Biometric Template Protection Without Storage
How to authenticate with biometrics without storing plaintext templates. FHE eliminates the storage risk entirely.
The most dangerous thing about biometric authentication is not the comparison algorithm or the sensor quality or the liveness detection. It is the template database. Every stored biometric template is a liability — a permanent, irrevocable piece of someone's identity sitting in your infrastructure, waiting to be breached.
The industry's answer has been to encrypt templates at rest and restrict access to the comparison engine. This protects against storage-level attacks but does nothing about the fundamental problem: the comparison still requires decryption. The template must become plaintext for the matching algorithm to work.
There is another architecture. One where biometric templates are never stored in plaintext, never transmitted in plaintext, and never decrypted for comparison. The matching happens on encrypted data. The server never sees what it is comparing.
The Storage Problem
Every biometric template database is a target. The data inside is uniquely valuable to attackers because:
- Permanence: Unlike passwords or tokens, biometric data cannot be changed. A leaked fingerprint template is leaked forever.
- Universality: A stolen template works against any system that accepts the same biometric modality. Steal a user's face template from one system, use it against every face-recognition system they touch.
- Legal liability: BIPA allows $1,000–$5,000 per person per violation. A database of 100,000 templates breached = $100M–$500M in potential damages. GDPR treats biometric data as special category with fines up to 4% of global revenue.
- No rotation: After a breach, you cannot issue users new fingerprints. The remediation path is to stop using that biometric modality entirely for affected users — which defeats the purpose of biometric authentication.
The conventional response is defense in depth: encrypt at rest, restrict access, monitor for anomalies, segment the network, perform regular audits. All good practices. None of them eliminate the core vulnerability: at comparison time, the template is decrypted.
Cancelable Biometrics: A Partial Solution
Cancelable biometrics (also called revocable biometrics or biometric salting) applies a transformation to the template before storage. If the transformed template is leaked, a new transformation can be applied to generate a fresh template from the same biometric — effectively "canceling" the compromised version.

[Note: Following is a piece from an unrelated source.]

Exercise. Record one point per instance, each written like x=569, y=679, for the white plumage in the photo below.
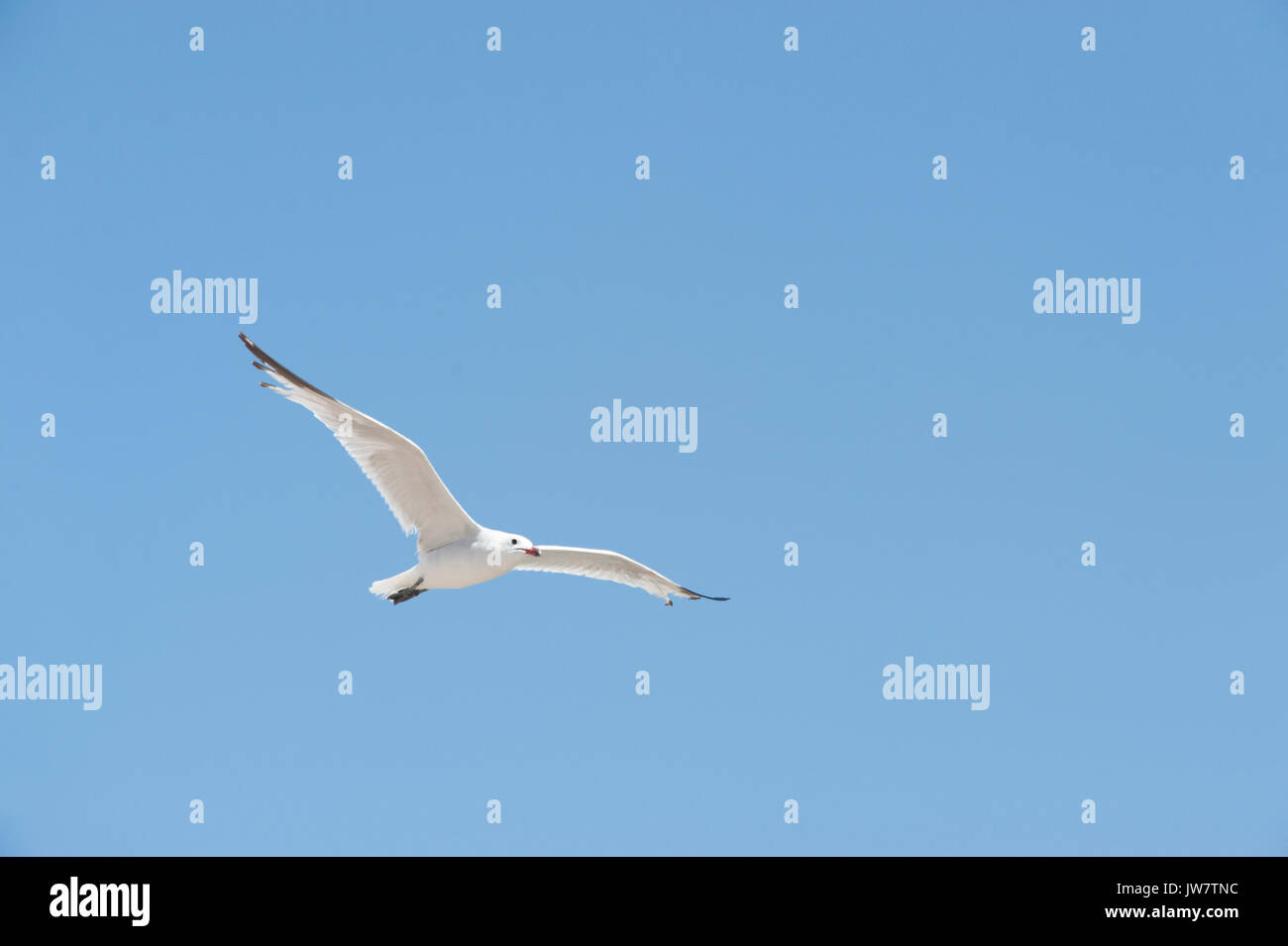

This is an improvement over raw template storage. But it has limitations:
- The transformation must be invertible enough for matching: The transformed template must preserve enough information for the comparison algorithm to produce accurate results. This limits how strong the transformation can be.
- Comparison still requires the transformation key: If the key and the transformed template are both compromised, the original template is recoverable.
- The matching still happens in a comparable space: Whether you compare raw templates or transformed templates, the comparison step itself operates on data that is semantically equivalent to the biometric — it just looks different. An attacker who captures the comparison input has functionally captured the biometric.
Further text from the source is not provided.